The formula $$ H = \sum_i p_i\dot q_i - L $$ relating the Hamiltonian and the Lagrangian is completely general. It holds in all theories that admit both Lagrangians and Hamiltonians, whether they're relativistic or not, whether or not they have any other symmetry aside from the Lorentz symmetry.

When you have field theory, both the Hamiltonian and the Lagrangian may be written as spatial integrals of their densities. $$ H = \int d^3x \, {\mathcal H}, \quad L = \int d^3x\, {\mathcal L} $$ Combining that with the first formula, we get the relationship $$ \mathcal{H} = \sum_i\pi_i \dot{\phi_i} - \mathcal{L} $$ Now, you proposed a different formula and I guess that the reason why you proposed it is that it looks more Lorentz-invariant to you, as appropriate for Lorentz-invariant field theories. That's a nice motivation.

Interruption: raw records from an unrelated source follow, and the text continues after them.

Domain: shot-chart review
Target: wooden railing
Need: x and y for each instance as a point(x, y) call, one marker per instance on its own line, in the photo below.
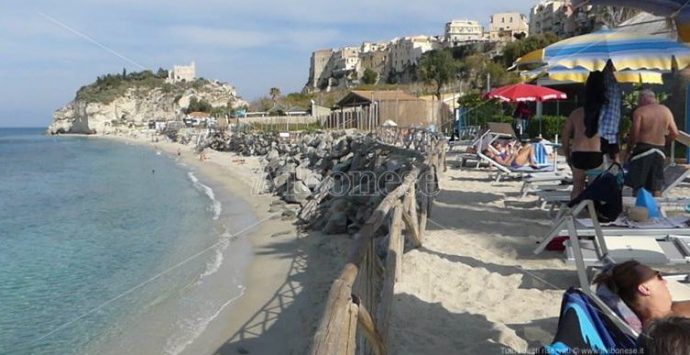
point(361, 296)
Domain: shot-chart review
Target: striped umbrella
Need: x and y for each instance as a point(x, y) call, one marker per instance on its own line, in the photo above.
point(678, 10)
point(627, 51)
point(579, 75)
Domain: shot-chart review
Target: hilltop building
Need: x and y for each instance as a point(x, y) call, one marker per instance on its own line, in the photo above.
point(504, 26)
point(406, 51)
point(561, 18)
point(460, 32)
point(317, 67)
point(182, 73)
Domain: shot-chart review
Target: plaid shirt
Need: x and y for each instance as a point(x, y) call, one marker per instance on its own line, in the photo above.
point(610, 117)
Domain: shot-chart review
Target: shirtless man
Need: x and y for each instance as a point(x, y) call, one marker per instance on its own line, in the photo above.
point(653, 126)
point(585, 153)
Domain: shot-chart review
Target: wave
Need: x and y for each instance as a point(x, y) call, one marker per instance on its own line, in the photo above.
point(195, 327)
point(214, 265)
point(216, 207)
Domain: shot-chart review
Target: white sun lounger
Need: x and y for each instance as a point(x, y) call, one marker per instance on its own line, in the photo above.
point(603, 247)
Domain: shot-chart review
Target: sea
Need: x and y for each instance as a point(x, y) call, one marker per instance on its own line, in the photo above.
point(111, 248)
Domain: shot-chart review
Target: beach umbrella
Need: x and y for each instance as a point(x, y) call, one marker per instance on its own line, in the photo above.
point(525, 92)
point(627, 51)
point(579, 75)
point(678, 10)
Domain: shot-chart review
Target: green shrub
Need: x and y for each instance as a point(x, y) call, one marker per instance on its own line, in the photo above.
point(550, 126)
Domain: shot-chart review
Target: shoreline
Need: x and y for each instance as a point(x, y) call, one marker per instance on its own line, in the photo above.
point(266, 272)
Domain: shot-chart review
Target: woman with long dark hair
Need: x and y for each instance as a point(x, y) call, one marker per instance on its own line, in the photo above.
point(583, 126)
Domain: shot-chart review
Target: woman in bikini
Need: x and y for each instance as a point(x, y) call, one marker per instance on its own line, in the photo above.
point(509, 156)
point(585, 153)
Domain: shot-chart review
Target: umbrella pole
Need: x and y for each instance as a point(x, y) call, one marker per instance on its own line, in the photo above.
point(540, 110)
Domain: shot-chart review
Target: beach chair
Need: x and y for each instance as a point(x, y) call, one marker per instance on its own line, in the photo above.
point(674, 174)
point(496, 131)
point(586, 325)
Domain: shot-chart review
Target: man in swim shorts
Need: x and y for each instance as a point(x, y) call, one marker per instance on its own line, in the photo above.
point(653, 126)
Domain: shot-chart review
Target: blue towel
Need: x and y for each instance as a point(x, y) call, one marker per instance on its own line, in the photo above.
point(541, 156)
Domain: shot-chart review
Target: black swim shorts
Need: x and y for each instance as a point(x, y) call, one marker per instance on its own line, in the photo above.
point(586, 160)
point(609, 148)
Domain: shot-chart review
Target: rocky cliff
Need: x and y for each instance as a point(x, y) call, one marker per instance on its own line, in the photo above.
point(102, 107)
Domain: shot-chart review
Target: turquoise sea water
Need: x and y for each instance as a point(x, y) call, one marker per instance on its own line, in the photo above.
point(110, 248)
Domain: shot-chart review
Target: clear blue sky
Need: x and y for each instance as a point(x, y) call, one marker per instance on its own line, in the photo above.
point(48, 49)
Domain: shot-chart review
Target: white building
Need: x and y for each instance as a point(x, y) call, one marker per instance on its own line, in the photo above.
point(462, 31)
point(561, 18)
point(406, 51)
point(182, 73)
point(346, 59)
point(548, 16)
point(504, 26)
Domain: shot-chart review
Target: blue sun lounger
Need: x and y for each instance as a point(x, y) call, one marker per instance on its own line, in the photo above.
point(587, 326)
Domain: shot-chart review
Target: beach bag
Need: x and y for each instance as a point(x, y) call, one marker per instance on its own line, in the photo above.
point(606, 194)
point(646, 200)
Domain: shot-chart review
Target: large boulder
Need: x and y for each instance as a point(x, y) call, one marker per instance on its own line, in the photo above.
point(296, 192)
point(337, 224)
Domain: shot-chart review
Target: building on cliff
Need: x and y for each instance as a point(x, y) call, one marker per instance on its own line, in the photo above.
point(504, 26)
point(182, 73)
point(460, 32)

However, what's wrong about your reasoning is the assumption that both the Hamiltonian density and the Lagrangian density are Lorentz-invariant. While the Lagrangian density is a nice scalar, so it is Lorentz-invariant (the density at the origin, at least), and it's because the integral of it is the Lorentz-invariant action which should be stationary, the same is not true for the Hamiltonian and its density.

The Hamiltonian is intrinsically linked to the time direction: it is the generator of the translations in time (the spatial counterparts of the Hamiltonian are the spatial components of the momentum); it is the energy, the 0th component of a 4-vector, $H\equiv p^0$. So the argument that this formula should be Lorentz-covariant is invalid, your proposed formula is wrong, and the right formula was justified at the beginning of my comment.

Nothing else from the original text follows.